Setting up a coordinator node
Getting ready
You need a working Elasticsearch installation, as we described in the Downloading and installing Elasticsearch recipe in this chapter, and a simple text editor to change configuration files.
How to do it…
For the advance setup of a cluster, there are some parameters that must be configured to define different node types.
These parameters are in the config/elasticsearch.yml, file and they can be setup a coordinator node with the following steps:
- Set up the node so that it's not a master, as follows:
node.master: false
- Set up the node to not contain data, as follows:
node.data: false
How it works…
The coordinator node is a special node that works as a proxy/pass thought for the cluster. Its main advantages are as follows:
- It can easily be killed or removed from the cluster without causing any problems.

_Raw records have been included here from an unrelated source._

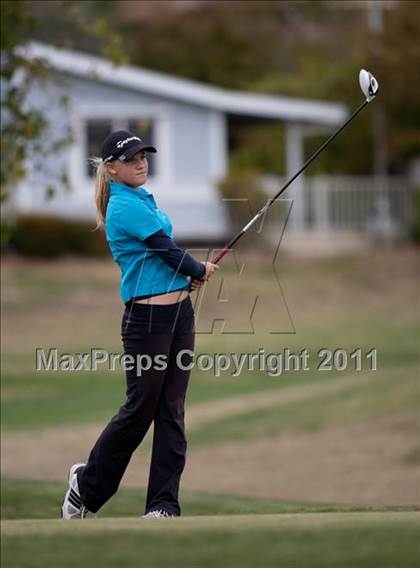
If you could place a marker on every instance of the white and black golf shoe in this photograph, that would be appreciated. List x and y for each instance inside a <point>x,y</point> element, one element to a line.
<point>73,507</point>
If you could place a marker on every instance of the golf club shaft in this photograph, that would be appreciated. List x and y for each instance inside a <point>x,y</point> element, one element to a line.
<point>230,244</point>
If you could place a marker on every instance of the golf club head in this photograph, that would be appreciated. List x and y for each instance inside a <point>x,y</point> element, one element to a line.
<point>368,84</point>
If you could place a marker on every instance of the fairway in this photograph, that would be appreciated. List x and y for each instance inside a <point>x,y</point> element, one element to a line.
<point>307,469</point>
<point>309,539</point>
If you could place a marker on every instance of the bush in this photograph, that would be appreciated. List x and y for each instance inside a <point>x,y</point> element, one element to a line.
<point>46,236</point>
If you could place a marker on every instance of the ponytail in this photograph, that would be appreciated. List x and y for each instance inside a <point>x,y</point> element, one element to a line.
<point>101,191</point>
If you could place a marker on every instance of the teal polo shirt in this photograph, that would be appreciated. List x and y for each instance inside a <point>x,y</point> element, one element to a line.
<point>132,215</point>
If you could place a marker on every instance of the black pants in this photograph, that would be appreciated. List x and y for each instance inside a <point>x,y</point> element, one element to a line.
<point>154,395</point>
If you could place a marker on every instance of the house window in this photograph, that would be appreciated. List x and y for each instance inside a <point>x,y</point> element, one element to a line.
<point>98,129</point>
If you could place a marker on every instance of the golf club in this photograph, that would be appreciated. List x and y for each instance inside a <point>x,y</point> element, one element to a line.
<point>370,87</point>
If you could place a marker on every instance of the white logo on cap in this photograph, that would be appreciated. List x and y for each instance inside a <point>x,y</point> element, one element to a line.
<point>122,143</point>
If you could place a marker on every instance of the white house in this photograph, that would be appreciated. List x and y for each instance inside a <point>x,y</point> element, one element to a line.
<point>186,120</point>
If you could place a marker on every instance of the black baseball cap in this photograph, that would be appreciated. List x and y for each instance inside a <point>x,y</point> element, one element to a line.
<point>122,145</point>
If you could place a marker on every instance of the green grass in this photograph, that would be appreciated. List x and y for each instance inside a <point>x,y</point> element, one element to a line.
<point>325,540</point>
<point>41,499</point>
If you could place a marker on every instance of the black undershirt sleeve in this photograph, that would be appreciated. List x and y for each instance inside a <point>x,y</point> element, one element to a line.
<point>177,258</point>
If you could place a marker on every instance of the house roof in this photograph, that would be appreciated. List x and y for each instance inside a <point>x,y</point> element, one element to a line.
<point>187,91</point>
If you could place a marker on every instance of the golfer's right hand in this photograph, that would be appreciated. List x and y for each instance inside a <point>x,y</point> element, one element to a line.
<point>210,268</point>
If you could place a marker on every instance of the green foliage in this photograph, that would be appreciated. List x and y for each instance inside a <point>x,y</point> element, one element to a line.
<point>49,237</point>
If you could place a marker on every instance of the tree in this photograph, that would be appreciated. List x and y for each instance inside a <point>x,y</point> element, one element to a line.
<point>22,125</point>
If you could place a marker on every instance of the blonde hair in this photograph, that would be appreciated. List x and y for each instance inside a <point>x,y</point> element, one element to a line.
<point>102,178</point>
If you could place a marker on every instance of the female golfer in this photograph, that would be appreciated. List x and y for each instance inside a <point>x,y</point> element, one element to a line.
<point>157,326</point>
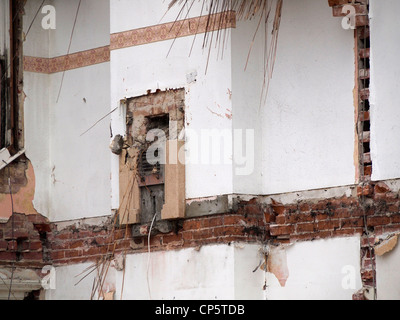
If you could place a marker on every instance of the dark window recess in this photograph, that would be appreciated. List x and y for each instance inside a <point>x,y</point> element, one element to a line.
<point>152,176</point>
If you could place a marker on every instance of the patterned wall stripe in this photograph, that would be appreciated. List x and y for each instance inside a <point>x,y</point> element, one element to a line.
<point>136,37</point>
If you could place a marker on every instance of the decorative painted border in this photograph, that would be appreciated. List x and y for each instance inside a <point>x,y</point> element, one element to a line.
<point>136,37</point>
<point>172,30</point>
<point>67,62</point>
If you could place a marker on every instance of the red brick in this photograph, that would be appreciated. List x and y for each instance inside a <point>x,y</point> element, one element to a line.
<point>304,207</point>
<point>73,253</point>
<point>187,235</point>
<point>227,231</point>
<point>57,255</point>
<point>352,223</point>
<point>278,230</point>
<point>395,218</point>
<point>38,256</point>
<point>378,221</point>
<point>3,245</point>
<point>342,213</point>
<point>12,245</point>
<point>328,225</point>
<point>253,209</point>
<point>213,222</point>
<point>192,225</point>
<point>281,219</point>
<point>76,244</point>
<point>172,238</point>
<point>17,234</point>
<point>278,208</point>
<point>8,256</point>
<point>35,245</point>
<point>305,227</point>
<point>364,190</point>
<point>394,208</point>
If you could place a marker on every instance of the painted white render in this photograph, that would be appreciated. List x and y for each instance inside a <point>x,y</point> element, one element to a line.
<point>388,279</point>
<point>326,269</point>
<point>60,107</point>
<point>308,121</point>
<point>385,118</point>
<point>304,140</point>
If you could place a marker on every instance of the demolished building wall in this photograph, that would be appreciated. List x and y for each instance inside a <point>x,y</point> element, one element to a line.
<point>305,214</point>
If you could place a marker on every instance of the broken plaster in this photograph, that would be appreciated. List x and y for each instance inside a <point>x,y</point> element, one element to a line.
<point>386,245</point>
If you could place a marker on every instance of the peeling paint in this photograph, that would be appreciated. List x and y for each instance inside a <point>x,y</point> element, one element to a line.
<point>386,245</point>
<point>277,264</point>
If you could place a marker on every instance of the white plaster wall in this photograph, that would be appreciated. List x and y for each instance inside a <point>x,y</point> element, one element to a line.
<point>136,70</point>
<point>387,275</point>
<point>92,28</point>
<point>385,69</point>
<point>72,283</point>
<point>4,26</point>
<point>308,120</point>
<point>320,270</point>
<point>187,274</point>
<point>37,136</point>
<point>72,171</point>
<point>247,80</point>
<point>37,42</point>
<point>80,164</point>
<point>36,107</point>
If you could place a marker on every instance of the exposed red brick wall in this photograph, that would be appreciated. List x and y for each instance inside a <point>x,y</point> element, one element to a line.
<point>23,241</point>
<point>251,222</point>
<point>374,208</point>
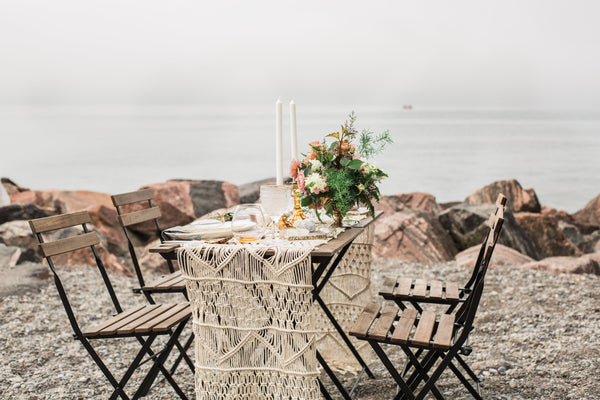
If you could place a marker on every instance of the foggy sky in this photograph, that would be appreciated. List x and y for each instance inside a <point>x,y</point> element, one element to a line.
<point>428,53</point>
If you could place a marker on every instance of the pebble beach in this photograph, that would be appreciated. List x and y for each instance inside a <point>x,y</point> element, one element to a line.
<point>536,337</point>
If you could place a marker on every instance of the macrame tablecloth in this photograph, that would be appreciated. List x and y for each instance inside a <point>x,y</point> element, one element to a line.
<point>252,320</point>
<point>346,294</point>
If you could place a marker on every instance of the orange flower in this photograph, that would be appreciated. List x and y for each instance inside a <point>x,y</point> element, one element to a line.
<point>294,168</point>
<point>311,156</point>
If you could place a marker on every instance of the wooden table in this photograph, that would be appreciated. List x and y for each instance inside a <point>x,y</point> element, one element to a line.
<point>325,258</point>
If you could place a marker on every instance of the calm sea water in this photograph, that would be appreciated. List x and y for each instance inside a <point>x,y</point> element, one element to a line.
<point>447,152</point>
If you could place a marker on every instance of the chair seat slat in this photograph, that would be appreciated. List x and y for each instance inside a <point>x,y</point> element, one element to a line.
<point>445,329</point>
<point>142,319</point>
<point>137,217</point>
<point>424,329</point>
<point>452,291</point>
<point>173,320</point>
<point>165,281</point>
<point>404,326</point>
<point>404,285</point>
<point>383,324</point>
<point>96,329</point>
<point>388,287</point>
<point>72,243</point>
<point>435,289</point>
<point>364,320</point>
<point>420,289</point>
<point>55,222</point>
<point>159,320</point>
<point>114,327</point>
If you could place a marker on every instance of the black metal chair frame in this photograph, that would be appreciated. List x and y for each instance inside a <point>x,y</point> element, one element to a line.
<point>463,325</point>
<point>90,239</point>
<point>464,290</point>
<point>153,213</point>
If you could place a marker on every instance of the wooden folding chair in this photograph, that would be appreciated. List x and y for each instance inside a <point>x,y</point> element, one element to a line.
<point>409,291</point>
<point>144,323</point>
<point>442,337</point>
<point>170,283</point>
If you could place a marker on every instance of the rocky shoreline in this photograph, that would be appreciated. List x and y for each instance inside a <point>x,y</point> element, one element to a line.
<point>537,326</point>
<point>413,228</point>
<point>536,337</point>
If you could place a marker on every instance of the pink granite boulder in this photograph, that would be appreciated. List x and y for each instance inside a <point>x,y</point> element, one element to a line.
<point>519,199</point>
<point>547,238</point>
<point>590,214</point>
<point>412,236</point>
<point>502,256</point>
<point>587,264</point>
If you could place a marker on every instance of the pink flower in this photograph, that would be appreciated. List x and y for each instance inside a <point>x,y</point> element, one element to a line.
<point>311,156</point>
<point>294,168</point>
<point>301,180</point>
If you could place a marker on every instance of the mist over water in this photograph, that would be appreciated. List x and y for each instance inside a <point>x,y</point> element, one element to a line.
<point>446,152</point>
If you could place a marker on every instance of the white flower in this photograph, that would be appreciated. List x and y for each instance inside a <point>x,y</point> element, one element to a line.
<point>368,167</point>
<point>316,165</point>
<point>316,183</point>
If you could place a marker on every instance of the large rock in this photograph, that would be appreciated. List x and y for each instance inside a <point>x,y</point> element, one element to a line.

It's not a master, so it doesn't participate in cluster functionalities and it doesn't contain data, so there are no data relocations/replications due to its failure.

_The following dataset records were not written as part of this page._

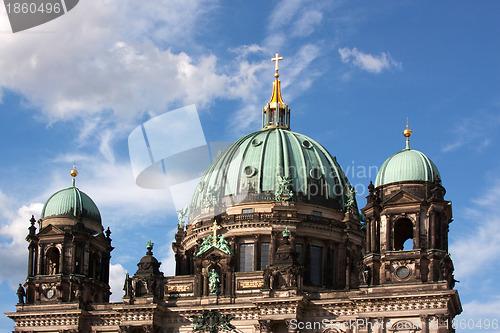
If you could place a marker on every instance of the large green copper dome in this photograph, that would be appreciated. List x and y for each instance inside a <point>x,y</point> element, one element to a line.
<point>407,165</point>
<point>267,163</point>
<point>71,202</point>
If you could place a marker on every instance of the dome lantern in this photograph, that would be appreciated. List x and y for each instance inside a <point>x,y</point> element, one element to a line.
<point>407,165</point>
<point>276,113</point>
<point>71,202</point>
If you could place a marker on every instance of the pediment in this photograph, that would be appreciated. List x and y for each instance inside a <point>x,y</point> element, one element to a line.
<point>403,197</point>
<point>214,251</point>
<point>100,237</point>
<point>50,230</point>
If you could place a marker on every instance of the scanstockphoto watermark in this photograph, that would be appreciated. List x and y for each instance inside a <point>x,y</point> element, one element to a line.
<point>401,325</point>
<point>26,14</point>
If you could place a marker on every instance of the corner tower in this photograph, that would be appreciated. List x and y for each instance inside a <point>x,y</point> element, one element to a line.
<point>407,221</point>
<point>69,255</point>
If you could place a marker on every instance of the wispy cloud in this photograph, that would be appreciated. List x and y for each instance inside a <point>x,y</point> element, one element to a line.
<point>13,231</point>
<point>473,132</point>
<point>368,62</point>
<point>306,23</point>
<point>481,245</point>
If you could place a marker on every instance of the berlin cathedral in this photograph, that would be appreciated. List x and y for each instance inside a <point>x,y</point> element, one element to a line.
<point>274,242</point>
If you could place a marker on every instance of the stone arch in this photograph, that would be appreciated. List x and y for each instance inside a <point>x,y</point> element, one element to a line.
<point>52,263</point>
<point>405,326</point>
<point>403,231</point>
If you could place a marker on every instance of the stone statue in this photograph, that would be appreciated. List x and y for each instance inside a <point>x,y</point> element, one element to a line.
<point>205,245</point>
<point>213,282</point>
<point>180,215</point>
<point>223,245</point>
<point>21,294</point>
<point>282,190</point>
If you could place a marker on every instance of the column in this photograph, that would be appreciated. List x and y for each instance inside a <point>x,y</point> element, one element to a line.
<point>416,236</point>
<point>256,255</point>
<point>368,235</point>
<point>432,231</point>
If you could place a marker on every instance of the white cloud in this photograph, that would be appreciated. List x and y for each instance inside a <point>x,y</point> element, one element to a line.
<point>473,251</point>
<point>13,247</point>
<point>370,63</point>
<point>99,67</point>
<point>473,131</point>
<point>306,23</point>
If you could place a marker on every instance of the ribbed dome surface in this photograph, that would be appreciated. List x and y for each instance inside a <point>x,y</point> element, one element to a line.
<point>247,172</point>
<point>71,202</point>
<point>406,165</point>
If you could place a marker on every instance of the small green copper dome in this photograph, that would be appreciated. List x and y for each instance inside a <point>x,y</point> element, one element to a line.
<point>71,202</point>
<point>265,164</point>
<point>407,165</point>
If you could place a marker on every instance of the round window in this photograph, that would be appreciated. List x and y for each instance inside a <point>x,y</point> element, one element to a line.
<point>249,171</point>
<point>315,173</point>
<point>403,272</point>
<point>256,142</point>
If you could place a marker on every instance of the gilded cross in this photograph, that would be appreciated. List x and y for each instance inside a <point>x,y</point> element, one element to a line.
<point>277,59</point>
<point>214,228</point>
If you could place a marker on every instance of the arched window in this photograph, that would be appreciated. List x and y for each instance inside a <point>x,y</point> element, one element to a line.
<point>316,264</point>
<point>403,232</point>
<point>405,326</point>
<point>52,266</point>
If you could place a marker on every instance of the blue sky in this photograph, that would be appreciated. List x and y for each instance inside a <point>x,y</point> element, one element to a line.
<point>73,90</point>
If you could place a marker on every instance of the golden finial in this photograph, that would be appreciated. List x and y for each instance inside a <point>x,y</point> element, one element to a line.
<point>73,173</point>
<point>277,59</point>
<point>276,112</point>
<point>407,133</point>
<point>214,228</point>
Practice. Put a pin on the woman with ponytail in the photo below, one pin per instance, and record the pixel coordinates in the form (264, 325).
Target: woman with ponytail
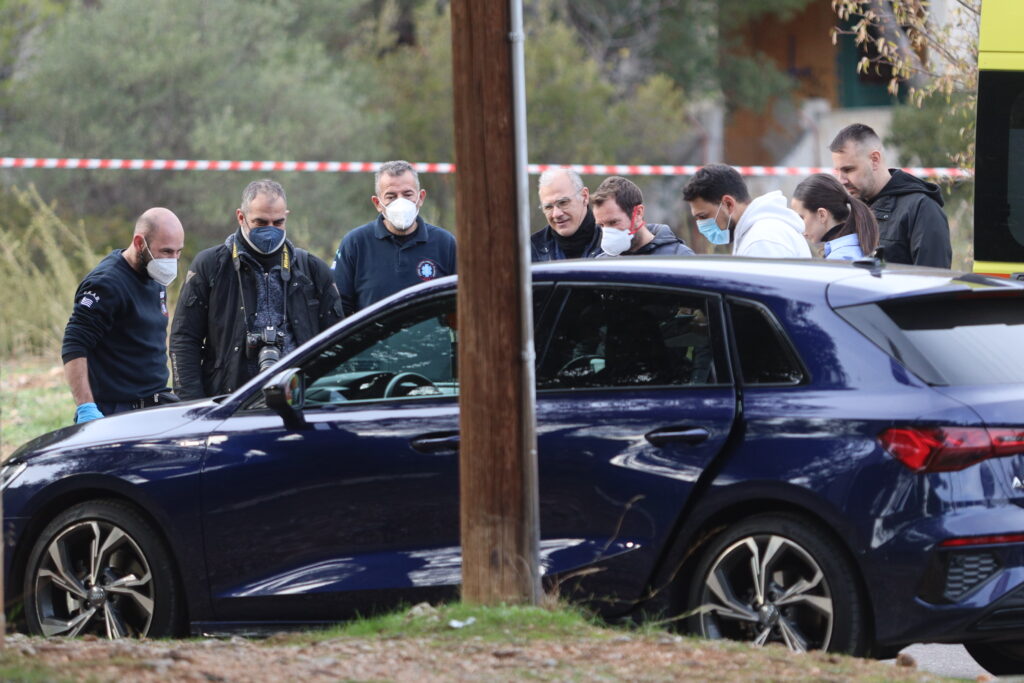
(844, 224)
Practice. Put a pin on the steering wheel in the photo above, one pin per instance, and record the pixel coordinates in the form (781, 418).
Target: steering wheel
(579, 365)
(403, 378)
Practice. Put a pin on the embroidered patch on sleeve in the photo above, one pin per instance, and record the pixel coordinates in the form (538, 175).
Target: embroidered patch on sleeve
(88, 299)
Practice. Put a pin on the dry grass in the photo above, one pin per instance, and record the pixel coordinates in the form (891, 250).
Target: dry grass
(41, 265)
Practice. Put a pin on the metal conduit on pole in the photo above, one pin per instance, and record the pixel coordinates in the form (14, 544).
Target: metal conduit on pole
(498, 454)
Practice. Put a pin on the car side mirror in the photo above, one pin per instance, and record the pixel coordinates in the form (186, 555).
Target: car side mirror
(286, 394)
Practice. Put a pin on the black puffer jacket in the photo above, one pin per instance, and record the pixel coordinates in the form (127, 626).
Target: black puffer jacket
(912, 227)
(208, 347)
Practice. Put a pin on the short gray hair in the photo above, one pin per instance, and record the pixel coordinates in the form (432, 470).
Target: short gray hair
(270, 188)
(552, 174)
(394, 169)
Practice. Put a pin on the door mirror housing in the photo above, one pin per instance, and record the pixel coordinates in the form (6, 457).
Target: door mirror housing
(285, 394)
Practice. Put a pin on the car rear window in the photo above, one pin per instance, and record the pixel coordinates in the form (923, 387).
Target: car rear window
(949, 341)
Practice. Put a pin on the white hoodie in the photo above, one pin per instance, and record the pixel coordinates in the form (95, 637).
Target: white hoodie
(770, 229)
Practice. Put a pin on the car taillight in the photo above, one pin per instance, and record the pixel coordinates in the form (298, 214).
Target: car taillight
(997, 539)
(949, 449)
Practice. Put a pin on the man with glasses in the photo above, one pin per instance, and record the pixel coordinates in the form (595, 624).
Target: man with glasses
(248, 301)
(571, 231)
(396, 250)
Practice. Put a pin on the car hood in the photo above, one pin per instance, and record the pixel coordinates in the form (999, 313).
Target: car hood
(117, 428)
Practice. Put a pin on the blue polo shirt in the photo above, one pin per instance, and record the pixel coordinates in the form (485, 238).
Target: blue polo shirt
(373, 263)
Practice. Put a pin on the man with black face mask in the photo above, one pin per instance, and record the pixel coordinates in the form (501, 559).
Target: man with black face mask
(115, 345)
(571, 231)
(253, 294)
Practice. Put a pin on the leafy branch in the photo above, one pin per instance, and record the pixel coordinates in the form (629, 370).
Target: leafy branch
(926, 56)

- It prevents the instability of the cluster due to a developers' /users bad queries. Sometimes, a user executes aggregations that are too large (that is, date histograms with a range of some years and intervals of 10 seconds). Here, the Elasticsearch node could crash. (In its newest version, Elasticsearch has a structure called circuit breaker to prevent similar issues, but there are always borderline cases that can bring instability using scripting, for example. The coordinator node is not a master and its overload doesn't cause any problems for cluster stability.
- If the coordinator or client node is embedded in the application, there are less round trips for the data, speeding up the application.
- You can add them to balance the search and aggregation throughput without generating changes and data relocation in the cluster.